Let $S_\alpha(x)=\sum_{p\leq x}p^{-1-i\alpha}$. Using Abel's summation formula and the PNT in the form $\pi(x)=\frac x{\log x}+O(\frac x{\log^2 x})$ we have

\begin{aligned}S_\alpha(x)&=\pi(x)x^{-1-i\alpha} +(1+i\alpha)\int_2^x\pi(t)t^{-2-i\alpha}dt\\ &=O(1/\log x)+(1+i\alpha)\color{blue}{\int_2^xt^{-2-i\alpha}\left(\pi(t)-\frac t{\log t} \right )dt}+(1+i\alpha)\color{darkred}{\int_2^x\frac{t^{-1-i\alpha}}{\log t}dt}\end{aligned}

The first integral converges to $\color{blue}{\int_2^\color{red}\infty t^{-2-i\alpha}\left(\pi(t)-\frac t{\log t} \right )dt}$ with error term $\int_x^\infty t^{-2-i\alpha}\left(\pi(t)-\frac t{\log t} \right )dt=\int_x^\infty O(\frac1{t\log^2t})=O(1/\log x)$.

For the second integral we have (where $\rm Li$ denotes the logarithmic integral)

\begin{aligned}\color{darkred}{I(x):=\int_2^x\frac{t^{-1-i\alpha}}{\log t}dt}&=\left[{\rm Li}(t)t^{-1-i\alpha} \right ]_2^x+(1+i\alpha)\int_2^x{\rm Li}(t)t^{-2-i\alpha}dt\\ &=O(1/\log x)+(1+i\alpha)\color{green}{\int_2^x\left({\rm Li}(t)-\frac t{\log t}\right)t^{-2-i\alpha}dt}+(1+i\alpha)\color{darkred}{I(x)}\end{aligned} hence \begin{aligned}\frac{i\alpha}{1+i\alpha}\color{darkred}{I(x)}&=\color{green}{\int_2^x\left({\rm Li}(t)-\frac t{\log t}\right)t^{-2-i\alpha}dt}+O_\alpha(1/\log x)\\ &=\color{green}{\int_2^\color{red}\infty\left({\rm Li}(t)-\frac t{\log t}\right)t^{-2-i\alpha}dt}+O_\alpha(1/\log x)\end{aligned} (using ${\rm Li}(t)=\frac t{\log t}+O(\frac t{\log^2t})$ in the last step).

So I get $S_\alpha(x)=\color{blue}{\int_2^\infty t^{-2-i\alpha}\left(\pi(t)-\frac t{\log t} \right )dt}+\frac{(1+i\alpha)^2}{i\alpha}\color{green}{\int_2^\infty\left({\rm Li}(t)-\frac t{\log t}\right)t^{-2-i\alpha}dt}+O_\alpha(1/\log x)$,

which means $P(1+i\alpha)$ converges.

• What makes you think there must be something wrong? – Daniel Fischer Jan 17 '16 at 14:34
• See edit; neither Wikipedia nor Wolfram Mathworld mention that it converges for these values. – punctured dusk Jan 17 '16 at 14:37
• Okay.
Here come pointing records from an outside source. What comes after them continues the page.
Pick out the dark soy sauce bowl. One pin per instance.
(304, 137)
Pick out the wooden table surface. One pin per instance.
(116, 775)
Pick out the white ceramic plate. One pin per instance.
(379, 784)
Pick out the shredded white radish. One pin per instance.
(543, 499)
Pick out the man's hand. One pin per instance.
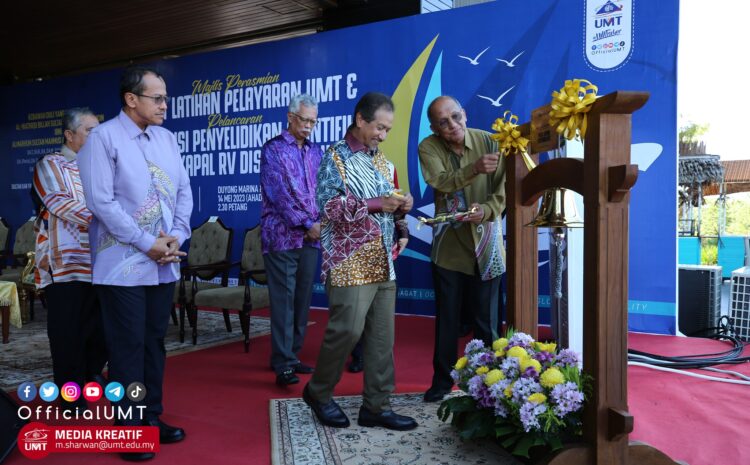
(391, 203)
(408, 203)
(486, 164)
(160, 247)
(399, 247)
(165, 249)
(313, 234)
(475, 217)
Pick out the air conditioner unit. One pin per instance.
(699, 298)
(739, 299)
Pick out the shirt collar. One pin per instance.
(68, 153)
(289, 138)
(132, 129)
(354, 144)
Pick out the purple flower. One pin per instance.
(510, 367)
(473, 346)
(567, 357)
(479, 392)
(523, 388)
(529, 414)
(545, 358)
(520, 339)
(566, 398)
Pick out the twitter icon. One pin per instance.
(26, 392)
(114, 391)
(48, 391)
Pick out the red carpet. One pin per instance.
(220, 396)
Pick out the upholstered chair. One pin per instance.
(208, 260)
(251, 292)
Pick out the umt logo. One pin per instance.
(607, 22)
(33, 440)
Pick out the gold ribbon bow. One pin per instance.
(507, 135)
(509, 139)
(569, 107)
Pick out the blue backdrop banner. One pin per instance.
(492, 57)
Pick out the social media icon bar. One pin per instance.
(27, 392)
(92, 392)
(70, 392)
(48, 391)
(114, 391)
(136, 391)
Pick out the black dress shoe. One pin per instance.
(167, 434)
(303, 369)
(137, 456)
(287, 377)
(357, 365)
(387, 419)
(435, 394)
(330, 414)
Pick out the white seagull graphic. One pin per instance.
(512, 62)
(496, 102)
(474, 61)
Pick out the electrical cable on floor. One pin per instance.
(676, 364)
(690, 373)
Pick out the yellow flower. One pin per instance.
(538, 398)
(500, 344)
(518, 352)
(542, 347)
(551, 377)
(493, 377)
(530, 362)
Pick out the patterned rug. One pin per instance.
(297, 438)
(27, 358)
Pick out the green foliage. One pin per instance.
(737, 220)
(692, 132)
(709, 254)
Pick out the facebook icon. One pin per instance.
(27, 392)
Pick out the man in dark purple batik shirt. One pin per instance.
(290, 233)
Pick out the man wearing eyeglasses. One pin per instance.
(361, 212)
(467, 174)
(139, 193)
(290, 233)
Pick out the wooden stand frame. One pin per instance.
(604, 177)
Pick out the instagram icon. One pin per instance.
(70, 392)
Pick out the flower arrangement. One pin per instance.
(522, 392)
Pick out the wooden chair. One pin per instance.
(208, 257)
(249, 294)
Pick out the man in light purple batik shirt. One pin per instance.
(139, 193)
(290, 233)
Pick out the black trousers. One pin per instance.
(74, 328)
(452, 290)
(135, 322)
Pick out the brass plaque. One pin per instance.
(543, 137)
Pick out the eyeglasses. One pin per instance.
(158, 99)
(456, 117)
(311, 122)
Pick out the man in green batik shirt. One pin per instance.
(467, 174)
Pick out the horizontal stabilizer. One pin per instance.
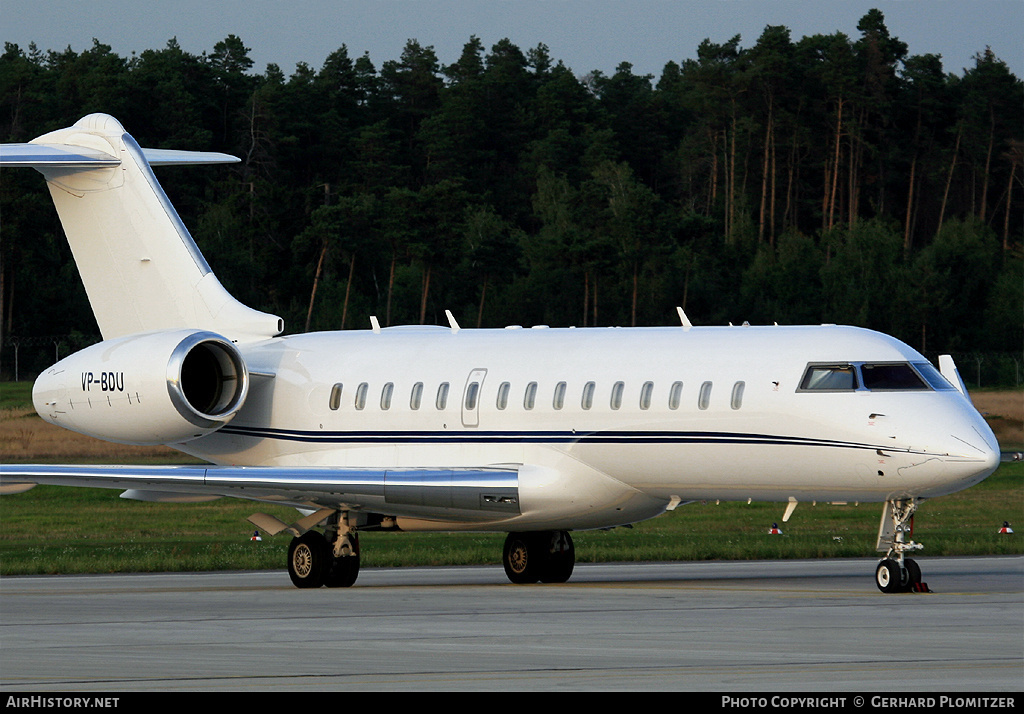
(141, 269)
(69, 157)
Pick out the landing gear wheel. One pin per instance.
(307, 559)
(888, 576)
(518, 556)
(548, 556)
(343, 572)
(558, 555)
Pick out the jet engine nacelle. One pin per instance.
(158, 387)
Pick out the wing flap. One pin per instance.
(469, 494)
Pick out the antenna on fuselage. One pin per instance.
(452, 322)
(683, 319)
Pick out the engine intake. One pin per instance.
(207, 379)
(159, 387)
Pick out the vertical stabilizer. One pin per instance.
(141, 269)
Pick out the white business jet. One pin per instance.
(534, 432)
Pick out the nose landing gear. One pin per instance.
(896, 573)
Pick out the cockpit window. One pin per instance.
(891, 376)
(898, 376)
(829, 378)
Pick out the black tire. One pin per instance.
(558, 555)
(519, 557)
(888, 577)
(307, 559)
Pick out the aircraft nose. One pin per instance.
(972, 457)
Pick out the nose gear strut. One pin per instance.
(896, 573)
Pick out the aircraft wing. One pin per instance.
(456, 494)
(43, 156)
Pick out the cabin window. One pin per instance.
(645, 393)
(828, 378)
(587, 401)
(472, 391)
(529, 399)
(704, 400)
(675, 394)
(616, 394)
(895, 377)
(503, 394)
(737, 395)
(559, 400)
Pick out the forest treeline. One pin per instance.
(830, 178)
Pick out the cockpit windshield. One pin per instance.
(888, 376)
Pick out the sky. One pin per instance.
(586, 35)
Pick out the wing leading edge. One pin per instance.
(457, 494)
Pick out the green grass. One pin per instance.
(15, 394)
(51, 530)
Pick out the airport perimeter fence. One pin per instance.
(22, 359)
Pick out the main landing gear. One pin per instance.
(546, 556)
(331, 558)
(896, 573)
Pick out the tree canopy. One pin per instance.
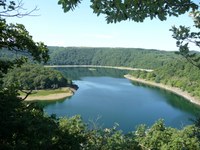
(15, 37)
(136, 10)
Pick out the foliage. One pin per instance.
(34, 77)
(15, 37)
(185, 37)
(138, 11)
(129, 57)
(25, 126)
(179, 74)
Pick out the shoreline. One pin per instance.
(98, 66)
(51, 97)
(175, 90)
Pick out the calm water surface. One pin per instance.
(105, 97)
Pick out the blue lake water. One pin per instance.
(106, 97)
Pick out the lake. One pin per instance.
(105, 97)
That might just mean they didn't consider it worthwhile to mention it. Or it might mean you made a mistake. Don't know yet which. – Daniel Fischer Jan 17 '16 at 14:39
• Perhaps it's just me, but I am absolutely repelled by coloured maths. – Klangen Nov 24 '18 at 8:25

## 2 Answers

Checking your calculations, I see a sign error, which however is inconsequential. You have

$$I(x) = O(1/\log x) + (1+i\alpha) B(x) + (1+i\alpha)I(x),$$

which gives you

$$\frac{-i\alpha}{1+i\alpha}I(x) = B(x) + O_{\alpha}(1/\log x),$$

where you wrote the factor $\dfrac{i\alpha}{1+i\alpha}$.

As mentioned before, that doesn't affect the conclusion that you have

$$S_{\alpha}(x) = C + O(1/\log x),$$

whence the convergence of the series for $s = 1+i\alpha$ when $\alpha \neq 0$.
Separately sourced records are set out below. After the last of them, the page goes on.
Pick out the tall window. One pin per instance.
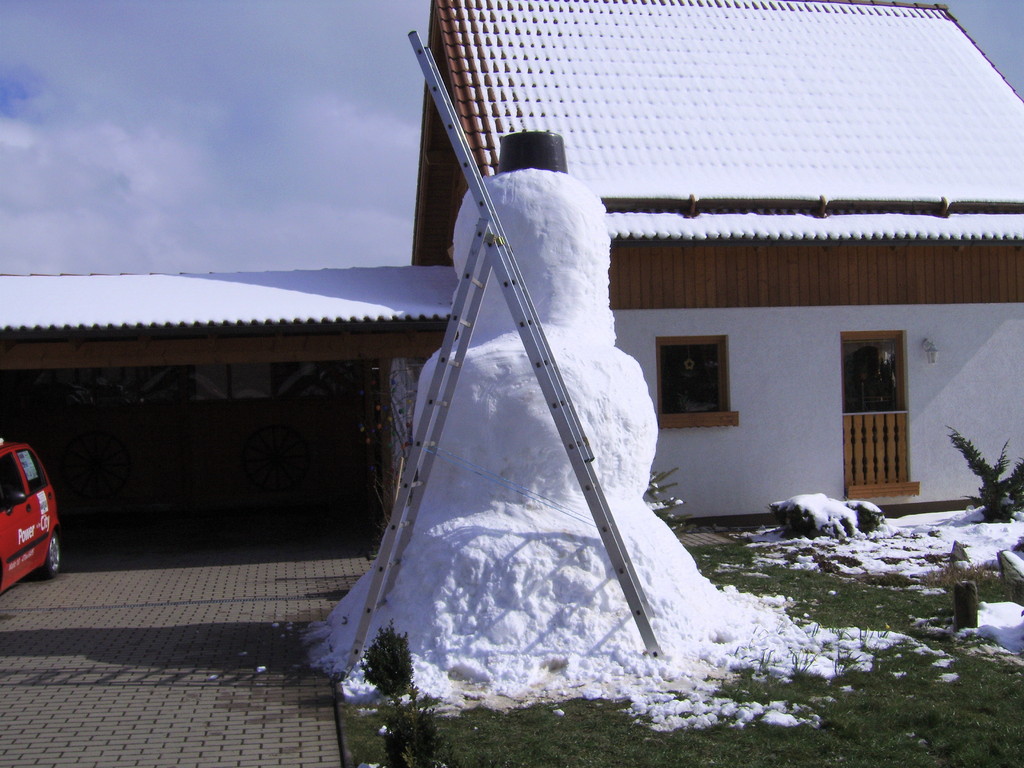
(693, 383)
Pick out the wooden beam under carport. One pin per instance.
(83, 351)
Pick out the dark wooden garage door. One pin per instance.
(198, 436)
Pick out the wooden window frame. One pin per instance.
(882, 422)
(722, 418)
(899, 338)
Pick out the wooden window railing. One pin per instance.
(877, 456)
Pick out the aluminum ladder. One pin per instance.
(491, 256)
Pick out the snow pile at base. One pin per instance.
(505, 590)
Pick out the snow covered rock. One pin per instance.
(816, 514)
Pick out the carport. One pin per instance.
(208, 391)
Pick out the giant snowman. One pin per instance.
(505, 588)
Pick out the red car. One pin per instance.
(30, 539)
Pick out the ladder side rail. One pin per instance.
(429, 426)
(530, 331)
(476, 273)
(525, 312)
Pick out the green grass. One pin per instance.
(900, 714)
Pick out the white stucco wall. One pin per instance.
(785, 382)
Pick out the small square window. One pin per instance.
(692, 382)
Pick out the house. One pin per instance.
(817, 221)
(205, 391)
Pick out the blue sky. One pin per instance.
(205, 135)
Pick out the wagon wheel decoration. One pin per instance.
(275, 458)
(95, 465)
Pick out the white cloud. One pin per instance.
(237, 134)
(200, 136)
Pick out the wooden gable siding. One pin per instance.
(657, 276)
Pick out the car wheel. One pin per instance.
(51, 567)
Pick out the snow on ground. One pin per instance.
(911, 545)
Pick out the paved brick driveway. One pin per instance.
(174, 643)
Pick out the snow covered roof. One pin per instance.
(325, 296)
(747, 99)
(881, 226)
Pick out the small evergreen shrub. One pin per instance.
(998, 498)
(387, 664)
(663, 504)
(869, 517)
(412, 738)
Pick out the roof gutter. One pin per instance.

For completeness, let's include a different proof of convergence:

By bounds obtained by Pierre Dusart, we have

$$\log n + \log \log n - 1 < \frac{p_n}{n} < \log n + \log \log n$$

for $n \geqslant 6$. Setting $t_n = n\log n$, we then have $0 < p_n - t_n < n\log \log n$ for $n \geqslant 6$, and hence

$$\lvert p_n^{-s} - t_n^{-s}\rvert = \biggl\lvert s\int_{t_n}^{p_n} \frac{du}{u^{s+1}}\biggr\rvert \leqslant \lvert s\rvert \int_{t_n}^{p_n} \frac{du}{u^{1 + \operatorname{Re} s}} < \lvert s\rvert \frac{p_n-t_n}{t_n^{1 + \operatorname{Re} s}} < \lvert s\rvert \frac{\log \log n}{n^{\operatorname{Re} s}(\log n)^{1 + \operatorname{Re} s}}.$$

We see that for $\operatorname{Re} s \geqslant 1$

$$\sum_{n = 2}^{\infty} \biggl\lvert \frac{1}{p_n^{s}} - \frac{1}{t_n^{s}}\biggr\rvert < +\infty,$$

and hence $\sum p^{-s}$ converges if and only if $\sum t_n^{-s}$ converges.
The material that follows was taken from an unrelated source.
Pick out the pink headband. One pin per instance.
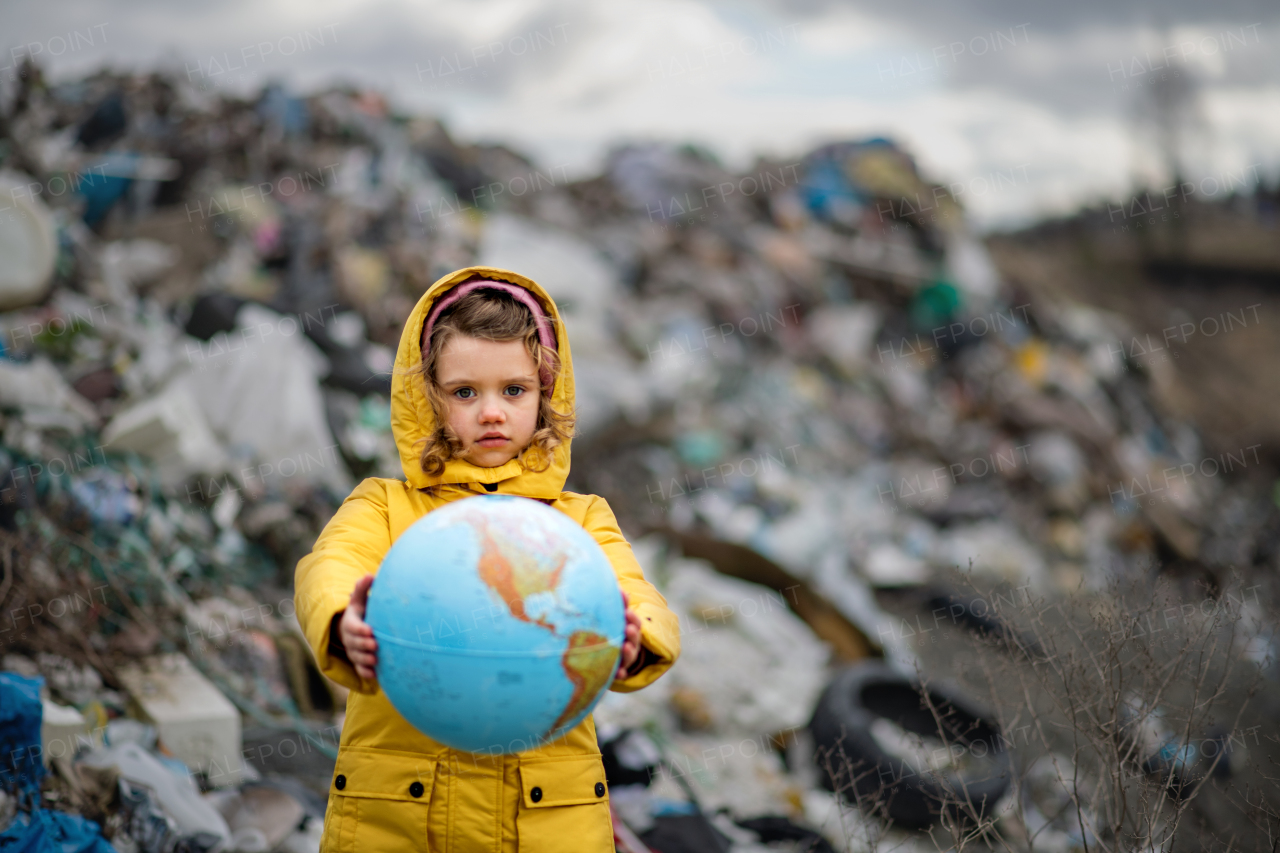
(544, 325)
The convergence of the latter series for $s = 1 + i\alpha,\; \alpha \in \mathbb{R}\setminus \{0\}$ is relatively easy to show.

First we note that via integration by parts

$$T(m) := \sum_{n = 2}^m \frac{1}{n^s} = \frac{1}{2}\bigl(2^{-s} + m^{-s}\bigr) + \int_2^m \frac{dt}{t^s} - s\int_2^m \frac{\{t\} -\tfrac{1}{2}}{t^{s+1}}\,dt,$$

where $\{t\}$ denotes the fractional part of $t$. The last integrand is Lebesgue-integrable on $[2,+\infty)$, and the first integral is $\frac{m^{1-s} - 2^{1-s}}{1-s}$, which, since $1-s$ is purely imaginary, is bounded by $\frac{2}{\lvert \operatorname{Im} s\rvert}$. So there is a $C\in \mathbb{R}$ with $\lvert T(m)\rvert \leqslant C\tag{1}$ for all $m$.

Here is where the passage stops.